Heidi Reimer, the editor of Becoming Complete, a magazine for guys and girls that covers a variety of topics related to Christian living, believes home schooling gave her the character necessary to handle the job.  “Home schooling has made me an independent learner and an initiator, able to work on my own, to see a need and fill it,” she explains.

LARA & LISA BODE, EDITORS OF THE KING’S DAUGHTER, HAVE FIVE YOUNGER SIBLINGS FOR THEIR "STAFF".Growing And Learning

Each of the students, however, feels work on their publications has been a learning experience in and of itself. While they’re all intent on changing the world, they recognize that the interaction and exposure to others has changed them as well.

Though very conservative, HopeChest has managed to keep its standards high without an overly critical spirit. In her Dec/Jan editorial Elizabeth commented on her struggle with judging others by their clothing and not their hearts. As the girls’ ministry has grown, so has its focus. They write, “Although we began HopeChest largely because we wanted friends who shared our convictions and lifestyle, we’ve discovered a greater vision during the years we’ve been publishing. The girls we’ve met through HopeChest range from the daughter of Mennonite farmers to mainstream Christians from the suburbs, but our common love for the Lord and earnest desire to do His will unites us. The insights these friends offer from their diverse vantage points have been such a blessing to us.”

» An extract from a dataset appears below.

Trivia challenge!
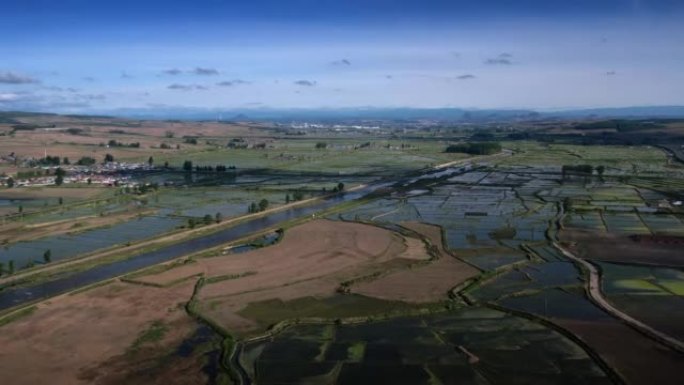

Becoming Complete only circulates to about thirty families presently, but Heidi Reimer has been stretched by the work. “Editing and publishing a magazine, even a small one, is tough,” she states emphatically. But she wouldn’t trade the learning experience for the world. “Computer problems, subscriber troubles, the scramble to fill an issue and to get it out on time, an occasional harsh letter...all are opportunities for growth,” she says.

Matthew Fisher is learning more than just the ins and outs of writing and editing. He and Jeremy are learning how to work as a team. “When working with your best friend in a partnership, your friendship is challenged,” he says. “If you do not put God first and your pride last, then it is impossible to work together.”

Only time will tell what the future holds for the magazines and newsletters. But the young editors are confident that the effort is worth it. F. and Elizabeth speak for them all when they write, “It is a lot of work, but as Henry Wadsworth Longfellow once said, ‘the heights by great men reached and kept were not attained by sudden flight, but they, while their companions slept, were toiling upward in the night.”